Octavio y el hermano carmelita decidieron caminar por las calles —haciendo sí un poco omiso el alboroto causado por el hecho contado— así que tomaron rumbo hacia la capilla anexa al atrio del conjunto religioso de los franciscanos, se dirigieron a la capilla de la llamada Casa Santa —o de nuestra Señora de Loreto — ubicada a la contra esquina de la capilla de la Tercera Orden —un prodigioso monumento de tres alas con innumerables ángeles de custodia—.
¡La verdad es que Octavio nunca había entrado! aparte le parecía demasiada grande la capilla para su tamaño y siempre había dicho que le daba temor ingresar.
—¡Anda ven por este lado! — le indicaba el hermano carmelita— cuando ingresaron Octavio se quedó sorprendido: tres humildes paredes de tierra estaban levantadas —como si fuera una cueva — por las ventanas se mira una montaña, por la parte inferior un ruidoso río, el piso de tierra y los muebles sencillos, tres sillas de madera con lona de asiento y una mesa finamente cepillada —como si un maestro de maderas lo hubiera hecho— ahí estaba un hermosa señora, preparando cercano a un fogón incrustado en uno de los muros una aromática comida.
Se sentaron los tres a la mesa y la señora le dijo a Octavio:
—¡Que bueno que nos hayas dado la oportunidad de que comieras con nosotros! sabes, mi hijo me ha platicado mucho de ti, me ha dicho que vives solo en un recinto en el que llegaste y que él mira que necesitas un poco de buena comida ¡anda acércate! aún está caliente!
Le acercó la vasija de barro sencilla lena de un suculento caldo de carne con algunas aromáticas hierbas y tubérculos.
—¿Usted es la madre de mi amigo carmelita?
—¡Sí hijo! ¿le conoces bien?
—¡Solo un poco! — sonriendo se atragantaba el pan.
Mientras platicaban las mejillas del rollizo chico se llenaban de un zampón de comida ¡vaya manera y celeridad de tragar! Octavio no se alejaba de su cometido ¡se había hecho a bien no dejar miga alguna ni sorbo en la vasija! mientras lo hacía el hermano carmelita también comía, de manera suave, escuchando todas las historias del chiquillo
—¡Que si le hemos dado duro un buen morrón al carnicero!… ¡que nos hemos llenado de risa la panza de tanto que corrimos por tener el agua a la señora que le tiramos el cubo!
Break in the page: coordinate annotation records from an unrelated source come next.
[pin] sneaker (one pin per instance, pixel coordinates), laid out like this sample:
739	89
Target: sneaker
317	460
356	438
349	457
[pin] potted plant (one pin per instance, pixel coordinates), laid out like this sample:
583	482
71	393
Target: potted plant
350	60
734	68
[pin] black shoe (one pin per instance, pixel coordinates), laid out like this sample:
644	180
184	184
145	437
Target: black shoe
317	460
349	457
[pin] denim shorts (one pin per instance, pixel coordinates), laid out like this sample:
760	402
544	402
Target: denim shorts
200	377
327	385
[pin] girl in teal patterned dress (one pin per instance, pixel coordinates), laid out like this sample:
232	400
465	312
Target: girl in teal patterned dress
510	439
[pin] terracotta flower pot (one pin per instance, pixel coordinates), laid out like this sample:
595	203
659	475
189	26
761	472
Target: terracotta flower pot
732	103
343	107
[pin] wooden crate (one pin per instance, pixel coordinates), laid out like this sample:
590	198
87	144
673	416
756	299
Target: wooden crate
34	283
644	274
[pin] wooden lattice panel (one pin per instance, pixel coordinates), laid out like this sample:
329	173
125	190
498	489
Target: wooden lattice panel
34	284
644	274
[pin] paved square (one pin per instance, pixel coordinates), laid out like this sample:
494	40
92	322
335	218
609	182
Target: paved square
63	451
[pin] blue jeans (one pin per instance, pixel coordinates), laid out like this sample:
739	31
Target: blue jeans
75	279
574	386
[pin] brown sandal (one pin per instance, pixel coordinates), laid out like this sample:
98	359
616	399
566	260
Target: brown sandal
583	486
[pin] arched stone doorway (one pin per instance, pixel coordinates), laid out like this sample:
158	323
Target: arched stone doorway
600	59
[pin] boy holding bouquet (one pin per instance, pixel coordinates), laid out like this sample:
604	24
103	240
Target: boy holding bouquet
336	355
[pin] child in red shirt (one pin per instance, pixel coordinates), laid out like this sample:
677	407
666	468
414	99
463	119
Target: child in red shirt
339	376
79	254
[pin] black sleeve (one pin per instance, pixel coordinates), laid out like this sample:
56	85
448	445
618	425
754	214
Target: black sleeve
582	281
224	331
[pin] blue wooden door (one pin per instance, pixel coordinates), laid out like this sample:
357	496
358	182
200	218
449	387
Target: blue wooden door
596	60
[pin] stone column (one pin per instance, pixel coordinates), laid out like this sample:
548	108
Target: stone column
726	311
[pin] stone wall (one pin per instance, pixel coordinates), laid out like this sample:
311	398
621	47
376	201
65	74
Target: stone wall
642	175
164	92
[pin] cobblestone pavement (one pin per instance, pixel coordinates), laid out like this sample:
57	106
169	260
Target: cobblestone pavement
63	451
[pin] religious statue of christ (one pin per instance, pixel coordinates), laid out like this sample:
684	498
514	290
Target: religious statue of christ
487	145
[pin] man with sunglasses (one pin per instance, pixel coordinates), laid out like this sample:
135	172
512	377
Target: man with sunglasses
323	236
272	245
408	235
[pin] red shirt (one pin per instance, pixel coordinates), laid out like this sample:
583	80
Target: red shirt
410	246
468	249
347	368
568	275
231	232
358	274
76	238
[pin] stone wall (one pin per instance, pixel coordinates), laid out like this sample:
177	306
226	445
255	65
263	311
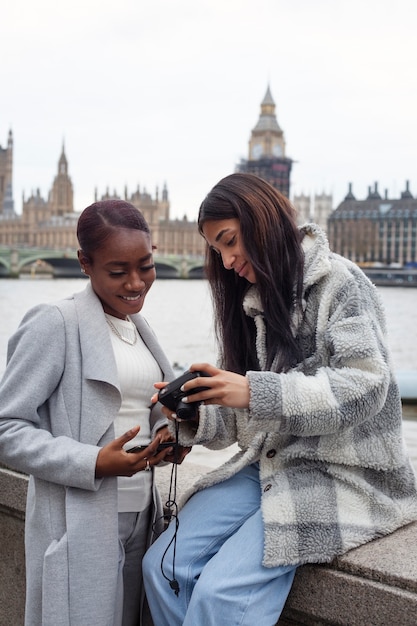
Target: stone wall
374	585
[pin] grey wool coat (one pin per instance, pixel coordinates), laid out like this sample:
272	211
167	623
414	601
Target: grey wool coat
58	399
327	433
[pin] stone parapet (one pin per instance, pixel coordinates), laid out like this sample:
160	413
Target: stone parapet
374	585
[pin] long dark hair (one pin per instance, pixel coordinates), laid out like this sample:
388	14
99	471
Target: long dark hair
273	243
99	220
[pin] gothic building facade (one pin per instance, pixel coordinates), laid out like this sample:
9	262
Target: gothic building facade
51	222
6	178
377	230
266	154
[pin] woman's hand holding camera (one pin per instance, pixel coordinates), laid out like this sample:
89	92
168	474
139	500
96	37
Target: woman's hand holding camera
215	386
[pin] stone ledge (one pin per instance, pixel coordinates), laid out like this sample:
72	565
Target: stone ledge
374	585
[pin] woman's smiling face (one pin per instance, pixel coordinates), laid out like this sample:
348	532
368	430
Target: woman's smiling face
122	271
224	236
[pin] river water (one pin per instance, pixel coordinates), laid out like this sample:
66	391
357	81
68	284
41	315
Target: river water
180	313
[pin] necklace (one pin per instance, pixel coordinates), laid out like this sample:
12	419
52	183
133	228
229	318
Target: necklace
115	330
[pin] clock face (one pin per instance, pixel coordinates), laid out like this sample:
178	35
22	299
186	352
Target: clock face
257	150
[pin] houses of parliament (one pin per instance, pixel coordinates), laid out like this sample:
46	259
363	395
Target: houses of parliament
377	230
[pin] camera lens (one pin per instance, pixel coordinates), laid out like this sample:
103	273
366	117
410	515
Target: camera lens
186	411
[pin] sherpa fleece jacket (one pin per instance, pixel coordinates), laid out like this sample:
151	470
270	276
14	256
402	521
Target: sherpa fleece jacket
327	434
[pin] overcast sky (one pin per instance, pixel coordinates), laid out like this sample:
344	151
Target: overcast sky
167	91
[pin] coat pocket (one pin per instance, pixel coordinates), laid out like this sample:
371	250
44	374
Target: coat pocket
55	587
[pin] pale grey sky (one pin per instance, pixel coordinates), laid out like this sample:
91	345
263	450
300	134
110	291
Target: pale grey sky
153	91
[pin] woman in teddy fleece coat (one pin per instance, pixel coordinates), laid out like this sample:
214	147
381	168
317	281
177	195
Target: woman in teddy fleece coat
307	391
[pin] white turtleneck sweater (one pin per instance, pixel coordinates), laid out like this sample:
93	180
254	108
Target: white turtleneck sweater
137	371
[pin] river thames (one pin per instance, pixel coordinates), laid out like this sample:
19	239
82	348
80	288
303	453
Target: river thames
180	313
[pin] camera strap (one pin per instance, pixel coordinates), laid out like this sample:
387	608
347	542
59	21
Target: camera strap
171	516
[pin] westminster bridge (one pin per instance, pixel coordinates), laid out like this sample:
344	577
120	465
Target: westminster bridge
64	264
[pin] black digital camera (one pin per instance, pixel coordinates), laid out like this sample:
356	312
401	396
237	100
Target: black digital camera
171	396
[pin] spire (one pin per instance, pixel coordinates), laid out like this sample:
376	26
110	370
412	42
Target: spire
267	119
63	163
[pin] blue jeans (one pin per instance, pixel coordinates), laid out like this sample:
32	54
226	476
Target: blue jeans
218	562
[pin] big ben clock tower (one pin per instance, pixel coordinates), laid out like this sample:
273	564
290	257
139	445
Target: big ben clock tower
267	149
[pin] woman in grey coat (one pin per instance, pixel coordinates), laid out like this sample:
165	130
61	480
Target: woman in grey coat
307	391
75	396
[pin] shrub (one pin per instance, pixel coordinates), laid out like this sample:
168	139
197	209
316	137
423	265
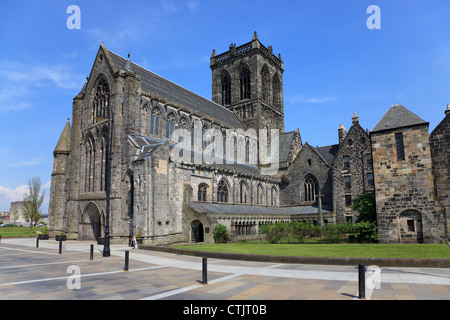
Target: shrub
297	232
221	234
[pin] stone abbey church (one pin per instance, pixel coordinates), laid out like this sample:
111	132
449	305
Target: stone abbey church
178	164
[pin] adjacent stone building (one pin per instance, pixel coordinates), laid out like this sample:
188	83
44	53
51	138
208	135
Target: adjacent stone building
440	154
176	164
352	170
407	208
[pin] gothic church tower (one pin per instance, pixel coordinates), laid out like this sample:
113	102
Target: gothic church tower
249	81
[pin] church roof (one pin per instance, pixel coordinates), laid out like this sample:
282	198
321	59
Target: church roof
148	146
64	141
175	93
397	117
328	153
207	207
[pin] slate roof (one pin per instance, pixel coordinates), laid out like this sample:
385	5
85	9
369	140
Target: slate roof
328	153
166	89
397	117
218	208
148	147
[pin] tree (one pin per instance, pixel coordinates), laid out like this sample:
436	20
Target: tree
32	201
221	234
365	205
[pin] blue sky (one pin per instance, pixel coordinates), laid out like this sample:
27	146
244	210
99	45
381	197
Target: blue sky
334	65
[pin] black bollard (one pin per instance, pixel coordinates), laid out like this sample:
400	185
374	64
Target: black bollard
204	271
362	281
127	258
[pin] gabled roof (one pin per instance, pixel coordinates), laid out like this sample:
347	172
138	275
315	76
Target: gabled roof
173	92
148	146
63	145
220	208
328	153
285	144
398	117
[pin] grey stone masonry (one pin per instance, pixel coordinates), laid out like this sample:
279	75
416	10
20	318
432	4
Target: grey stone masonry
407	210
440	154
352	170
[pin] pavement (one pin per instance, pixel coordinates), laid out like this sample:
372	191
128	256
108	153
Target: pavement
30	273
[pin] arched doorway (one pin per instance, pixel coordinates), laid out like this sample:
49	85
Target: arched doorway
411	226
92	222
197	232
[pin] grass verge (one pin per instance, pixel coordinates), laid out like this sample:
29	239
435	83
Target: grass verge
20	232
331	250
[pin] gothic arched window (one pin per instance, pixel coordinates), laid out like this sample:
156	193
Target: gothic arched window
273	196
244	80
259	194
202	192
154	121
222	192
104	160
276	88
265	78
100	103
311	188
89	165
243	192
182	125
170	126
226	89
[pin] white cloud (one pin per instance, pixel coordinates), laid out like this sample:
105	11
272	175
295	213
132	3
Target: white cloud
314	100
17	80
8	195
38	74
25	163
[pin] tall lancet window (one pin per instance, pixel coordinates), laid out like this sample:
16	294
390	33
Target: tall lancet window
100	103
154	121
226	89
222	192
245	88
276	88
311	188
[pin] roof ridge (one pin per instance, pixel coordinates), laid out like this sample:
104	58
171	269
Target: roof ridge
398	117
198	95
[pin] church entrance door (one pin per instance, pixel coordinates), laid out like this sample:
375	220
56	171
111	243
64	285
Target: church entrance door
92	222
197	231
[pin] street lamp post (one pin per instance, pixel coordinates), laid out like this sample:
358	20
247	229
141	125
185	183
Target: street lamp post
319	199
106	248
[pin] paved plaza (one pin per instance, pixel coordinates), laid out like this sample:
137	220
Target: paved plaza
42	273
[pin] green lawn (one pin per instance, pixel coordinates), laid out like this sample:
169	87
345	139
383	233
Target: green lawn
332	250
22	232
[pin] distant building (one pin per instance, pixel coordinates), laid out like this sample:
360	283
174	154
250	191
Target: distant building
16	215
4	217
407	206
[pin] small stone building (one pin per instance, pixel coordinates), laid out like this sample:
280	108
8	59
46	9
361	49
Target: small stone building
407	206
440	155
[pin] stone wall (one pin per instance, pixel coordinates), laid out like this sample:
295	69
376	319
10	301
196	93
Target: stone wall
355	147
404	188
308	163
440	154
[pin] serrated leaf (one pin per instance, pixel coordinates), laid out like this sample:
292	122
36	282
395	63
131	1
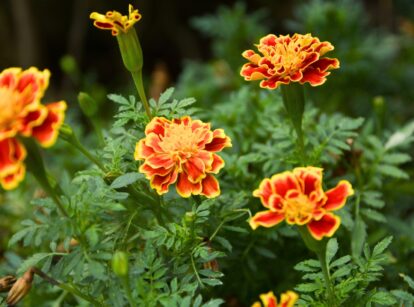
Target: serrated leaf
383	298
392	171
358	237
165	96
32	261
403	295
310	287
374	215
408	280
125	180
310	265
351	123
381	246
341	261
396	158
118	99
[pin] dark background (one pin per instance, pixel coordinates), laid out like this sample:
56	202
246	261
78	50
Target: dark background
40	32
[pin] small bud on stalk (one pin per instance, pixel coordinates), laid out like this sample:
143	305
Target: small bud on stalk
6	283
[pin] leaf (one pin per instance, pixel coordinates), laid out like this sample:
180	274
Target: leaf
310	265
408	280
374	215
383	298
403	295
396	158
331	250
359	235
351	123
125	180
392	171
165	96
382	246
310	287
341	261
118	99
400	137
32	261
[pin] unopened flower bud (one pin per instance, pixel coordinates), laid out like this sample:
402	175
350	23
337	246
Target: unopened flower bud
120	264
6	283
20	288
87	104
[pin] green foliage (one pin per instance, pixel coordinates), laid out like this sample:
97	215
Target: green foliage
351	278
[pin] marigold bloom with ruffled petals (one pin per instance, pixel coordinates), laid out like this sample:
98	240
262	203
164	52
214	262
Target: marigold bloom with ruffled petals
284	59
287	299
22	114
115	21
183	151
298	197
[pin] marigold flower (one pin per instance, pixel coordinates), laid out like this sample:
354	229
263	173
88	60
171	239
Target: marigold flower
115	21
298	197
287	299
23	115
284	59
183	151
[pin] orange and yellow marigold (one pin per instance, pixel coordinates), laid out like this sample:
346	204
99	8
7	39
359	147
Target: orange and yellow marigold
115	21
298	197
284	59
183	151
287	299
23	114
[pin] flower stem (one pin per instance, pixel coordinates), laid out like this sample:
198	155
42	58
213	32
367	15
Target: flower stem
127	288
294	102
66	287
327	277
137	76
319	248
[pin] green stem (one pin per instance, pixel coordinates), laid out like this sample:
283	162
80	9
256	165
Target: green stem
327	277
127	288
294	102
319	248
137	76
66	287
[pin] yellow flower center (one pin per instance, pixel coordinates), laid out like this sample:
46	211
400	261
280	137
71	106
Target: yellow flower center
179	138
298	210
9	101
287	58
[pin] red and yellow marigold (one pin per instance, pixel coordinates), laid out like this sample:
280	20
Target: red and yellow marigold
115	21
23	115
183	151
284	59
287	299
298	197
¡Todo era un buen momento en donde el niño se sintió escuchado, atendido! incluso sintió un amor que no había dado a dejarse. Cuando terminó aún suspirando un poco por el atracón, observó las finas manos del hermano carmelita y le dijo a la señora de dulce mirada.
—¿Oiga señora y Usted sabe que a su hijo le habéis lastimado? ¡mirad sus manos están heridas! Él me ha dicho que no sabían quienes lo maltrataban le hacían estas lastimaduras… pero vaya ¡que le han dado duro!
La señora tomó las manos de su hijo, las puso en su rostro, les besó y una lágrima brotó de sus luminosos ojos, rodando por su mejilla.
—¡Perdóneme, señora! pensé que lo sabía ¡tonto que soy!… mire que ha sido recién, aún está viva su carne.